[xsd-users] Extracting
SHAH, Sima, FM
Sima.SHAH at rbos.com
Tue Dec 13 11:22:35 EST 2005
We don't have access to the auto_pointer. The contents of the iterator
return a reference. Is there a way to get to the pointer?
Thanks,
Sima
P.S. Your new feature and factory mechanism idea is an excellent idea but
we'd like to be able to do this for all classes not just subclasses.
-----Original Message-----
From: Boris Kolpackov [mailto:boris at codesynthesis.com]
Sent: 13 December 2005 15:57
To: SHAH, Sima, FM
Cc: 'xsd-users at codesynthesis.com'
Subject: Re: [xsd-users] Extracting
Hi,
SHAH, Sima, FM <Sima.SHAH at rbos.com> writes:
> I have an element defined as an xsi:type. To extract it, I need to do
> a dynamic cast which throws if not the correct type.
>
> Is there a way I can work out what the type is or a visitor pattern to
> allow me to call a function given the correct type.

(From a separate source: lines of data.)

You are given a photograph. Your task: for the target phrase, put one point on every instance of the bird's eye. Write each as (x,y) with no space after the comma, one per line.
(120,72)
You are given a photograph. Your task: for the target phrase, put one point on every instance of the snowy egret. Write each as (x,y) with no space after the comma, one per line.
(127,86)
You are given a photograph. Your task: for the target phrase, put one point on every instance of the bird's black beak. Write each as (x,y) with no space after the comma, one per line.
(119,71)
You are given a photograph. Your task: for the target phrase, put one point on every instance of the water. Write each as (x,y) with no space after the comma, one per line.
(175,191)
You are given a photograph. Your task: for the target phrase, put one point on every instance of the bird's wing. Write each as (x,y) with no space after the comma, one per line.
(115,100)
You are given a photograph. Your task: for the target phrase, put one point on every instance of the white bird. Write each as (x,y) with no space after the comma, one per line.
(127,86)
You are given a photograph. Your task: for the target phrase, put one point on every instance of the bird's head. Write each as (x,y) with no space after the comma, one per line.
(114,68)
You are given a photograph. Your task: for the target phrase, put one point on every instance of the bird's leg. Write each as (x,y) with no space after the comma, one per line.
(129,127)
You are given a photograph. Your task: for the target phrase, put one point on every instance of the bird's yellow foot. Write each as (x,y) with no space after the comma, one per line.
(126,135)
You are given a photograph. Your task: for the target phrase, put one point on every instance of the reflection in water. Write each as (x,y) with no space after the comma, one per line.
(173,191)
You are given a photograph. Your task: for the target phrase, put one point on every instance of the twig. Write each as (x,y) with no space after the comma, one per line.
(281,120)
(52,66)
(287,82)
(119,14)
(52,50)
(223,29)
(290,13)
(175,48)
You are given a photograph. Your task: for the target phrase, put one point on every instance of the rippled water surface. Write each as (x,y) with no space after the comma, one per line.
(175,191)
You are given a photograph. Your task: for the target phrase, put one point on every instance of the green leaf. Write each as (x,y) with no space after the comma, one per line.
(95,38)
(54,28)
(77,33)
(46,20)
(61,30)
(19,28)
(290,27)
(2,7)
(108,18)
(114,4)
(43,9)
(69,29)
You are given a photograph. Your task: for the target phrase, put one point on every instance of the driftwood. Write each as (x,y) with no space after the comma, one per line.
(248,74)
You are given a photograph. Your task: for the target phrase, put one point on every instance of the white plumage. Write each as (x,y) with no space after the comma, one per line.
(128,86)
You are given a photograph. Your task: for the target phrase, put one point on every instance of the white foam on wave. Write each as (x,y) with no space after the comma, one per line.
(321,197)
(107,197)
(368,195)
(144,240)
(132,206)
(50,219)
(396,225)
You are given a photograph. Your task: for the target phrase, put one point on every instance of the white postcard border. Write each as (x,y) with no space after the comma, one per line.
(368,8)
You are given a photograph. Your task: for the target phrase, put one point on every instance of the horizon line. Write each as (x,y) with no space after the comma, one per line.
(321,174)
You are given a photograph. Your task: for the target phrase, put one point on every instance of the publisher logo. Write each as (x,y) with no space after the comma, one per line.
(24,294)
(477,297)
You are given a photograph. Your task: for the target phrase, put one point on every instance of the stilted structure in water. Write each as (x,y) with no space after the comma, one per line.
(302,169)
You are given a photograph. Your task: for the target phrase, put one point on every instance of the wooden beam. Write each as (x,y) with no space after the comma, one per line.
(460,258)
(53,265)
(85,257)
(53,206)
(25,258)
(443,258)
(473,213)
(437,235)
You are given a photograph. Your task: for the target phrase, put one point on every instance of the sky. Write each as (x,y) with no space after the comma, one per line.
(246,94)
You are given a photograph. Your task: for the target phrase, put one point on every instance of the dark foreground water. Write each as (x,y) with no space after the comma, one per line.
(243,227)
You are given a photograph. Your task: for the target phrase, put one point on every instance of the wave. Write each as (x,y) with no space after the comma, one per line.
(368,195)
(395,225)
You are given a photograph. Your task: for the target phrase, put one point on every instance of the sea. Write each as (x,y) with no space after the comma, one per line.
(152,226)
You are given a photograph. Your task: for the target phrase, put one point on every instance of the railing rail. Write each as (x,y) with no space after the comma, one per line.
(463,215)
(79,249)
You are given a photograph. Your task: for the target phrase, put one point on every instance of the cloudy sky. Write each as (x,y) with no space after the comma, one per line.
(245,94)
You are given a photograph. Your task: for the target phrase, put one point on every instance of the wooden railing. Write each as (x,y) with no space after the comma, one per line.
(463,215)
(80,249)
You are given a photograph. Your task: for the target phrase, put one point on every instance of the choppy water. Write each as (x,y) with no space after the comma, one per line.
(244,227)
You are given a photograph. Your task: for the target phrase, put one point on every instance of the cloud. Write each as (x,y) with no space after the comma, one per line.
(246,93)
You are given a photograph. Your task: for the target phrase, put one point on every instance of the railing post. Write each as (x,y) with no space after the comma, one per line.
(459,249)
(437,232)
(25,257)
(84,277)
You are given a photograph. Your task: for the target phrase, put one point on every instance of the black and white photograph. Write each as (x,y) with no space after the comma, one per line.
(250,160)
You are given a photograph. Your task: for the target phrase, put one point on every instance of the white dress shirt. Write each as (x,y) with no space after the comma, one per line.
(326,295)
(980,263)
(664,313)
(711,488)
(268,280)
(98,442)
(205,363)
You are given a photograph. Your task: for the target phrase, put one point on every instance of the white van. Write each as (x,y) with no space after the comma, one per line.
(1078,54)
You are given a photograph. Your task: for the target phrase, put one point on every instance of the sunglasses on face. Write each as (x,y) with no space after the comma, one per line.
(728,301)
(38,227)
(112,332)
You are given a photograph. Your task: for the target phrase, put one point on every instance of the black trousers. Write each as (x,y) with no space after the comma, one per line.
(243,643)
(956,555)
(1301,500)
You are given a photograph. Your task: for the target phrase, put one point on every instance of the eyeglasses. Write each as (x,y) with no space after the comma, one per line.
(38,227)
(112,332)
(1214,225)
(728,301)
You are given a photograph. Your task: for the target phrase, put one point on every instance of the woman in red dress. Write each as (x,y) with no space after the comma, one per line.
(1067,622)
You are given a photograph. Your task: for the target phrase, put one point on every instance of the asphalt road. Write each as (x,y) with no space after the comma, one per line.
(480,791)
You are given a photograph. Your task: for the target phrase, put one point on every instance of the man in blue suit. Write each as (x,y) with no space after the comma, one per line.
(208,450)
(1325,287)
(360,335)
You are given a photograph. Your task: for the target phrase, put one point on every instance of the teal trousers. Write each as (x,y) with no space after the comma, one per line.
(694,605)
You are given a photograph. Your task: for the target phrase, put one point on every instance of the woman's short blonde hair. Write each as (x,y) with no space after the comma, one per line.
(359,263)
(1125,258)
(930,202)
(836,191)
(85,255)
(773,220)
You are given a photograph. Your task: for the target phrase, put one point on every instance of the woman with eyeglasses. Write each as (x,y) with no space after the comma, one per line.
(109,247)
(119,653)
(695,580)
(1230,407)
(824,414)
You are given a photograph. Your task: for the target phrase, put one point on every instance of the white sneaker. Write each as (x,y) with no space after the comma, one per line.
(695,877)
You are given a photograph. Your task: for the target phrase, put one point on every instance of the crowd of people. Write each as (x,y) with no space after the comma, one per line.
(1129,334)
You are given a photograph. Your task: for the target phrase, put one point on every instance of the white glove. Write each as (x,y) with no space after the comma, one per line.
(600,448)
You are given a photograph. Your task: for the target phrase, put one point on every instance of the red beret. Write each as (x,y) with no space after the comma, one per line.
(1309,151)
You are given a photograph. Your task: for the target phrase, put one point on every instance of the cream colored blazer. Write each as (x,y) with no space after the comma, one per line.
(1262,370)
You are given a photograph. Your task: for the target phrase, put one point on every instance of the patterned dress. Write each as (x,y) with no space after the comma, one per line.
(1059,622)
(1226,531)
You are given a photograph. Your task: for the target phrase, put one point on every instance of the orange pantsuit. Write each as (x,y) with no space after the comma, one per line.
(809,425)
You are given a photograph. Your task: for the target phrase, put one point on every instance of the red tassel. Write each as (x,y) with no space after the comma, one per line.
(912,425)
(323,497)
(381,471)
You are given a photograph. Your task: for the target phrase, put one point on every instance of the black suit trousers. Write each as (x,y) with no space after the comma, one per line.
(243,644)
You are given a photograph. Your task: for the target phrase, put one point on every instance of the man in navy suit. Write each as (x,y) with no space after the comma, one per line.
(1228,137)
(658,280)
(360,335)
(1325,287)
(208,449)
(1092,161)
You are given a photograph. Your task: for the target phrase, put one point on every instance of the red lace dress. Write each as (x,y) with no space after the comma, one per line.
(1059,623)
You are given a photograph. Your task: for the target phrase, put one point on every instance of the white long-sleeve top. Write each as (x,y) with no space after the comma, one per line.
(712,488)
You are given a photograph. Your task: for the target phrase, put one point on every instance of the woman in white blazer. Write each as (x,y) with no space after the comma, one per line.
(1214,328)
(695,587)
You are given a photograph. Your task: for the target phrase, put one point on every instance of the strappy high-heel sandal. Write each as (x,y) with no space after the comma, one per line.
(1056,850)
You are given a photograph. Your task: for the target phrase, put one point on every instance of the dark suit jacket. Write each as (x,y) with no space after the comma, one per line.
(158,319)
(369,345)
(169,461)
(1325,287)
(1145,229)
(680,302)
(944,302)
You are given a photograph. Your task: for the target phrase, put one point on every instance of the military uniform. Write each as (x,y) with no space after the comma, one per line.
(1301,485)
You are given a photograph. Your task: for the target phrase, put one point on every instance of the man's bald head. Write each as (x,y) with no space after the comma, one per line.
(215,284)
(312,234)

You can use dynamic_cast on a pointer instead of a reference. In that case
it will return 0 instead of throwing std::bad_cast. This is an effective way
to test if SomeType is-a SomeOtherType.
One extension that we are thinking about implementing is to allow you to
specify native C++ base classes for XML Schema types. For example, suppose
you have the following schema:
<complexType name="person" nativeBase="person_base">
<sequence>
<element name="name" type="xsd:string"/>
</sequence>
</complexType>
<complexType name="superman">
<complexContent>
<extension base="person">
<attribute name="can-fly" type="xsd:boolean" use="required"/>
</extension>
</complexContent>
</complexType>
And the person_base C++ class:
struct person_base
{
~person_base ();
virtual
~print () = 0;
};
The generated code for the above schema fragment could look like this:
struct person: xml_schema::type, person_base
{
string
name () const;
};
struct superman: person
{
bool
can_fly () const;
};
Now, since print is pure virtual, you will need to implement those types:
struct person_impl: person
{
virtual
~print ()
{
cout << "person " << name ();
}
};
struct superman_impl: superman
{
virtual
~print ()
{
cout << (can_fly () ? "flying superman " : "superman ") << name ();
}
};
There would also be a factory mechanism that will allow one to instruct
parsing code to use person_impl and superman_impl for person and superman.
Is anybody interested in such a feature?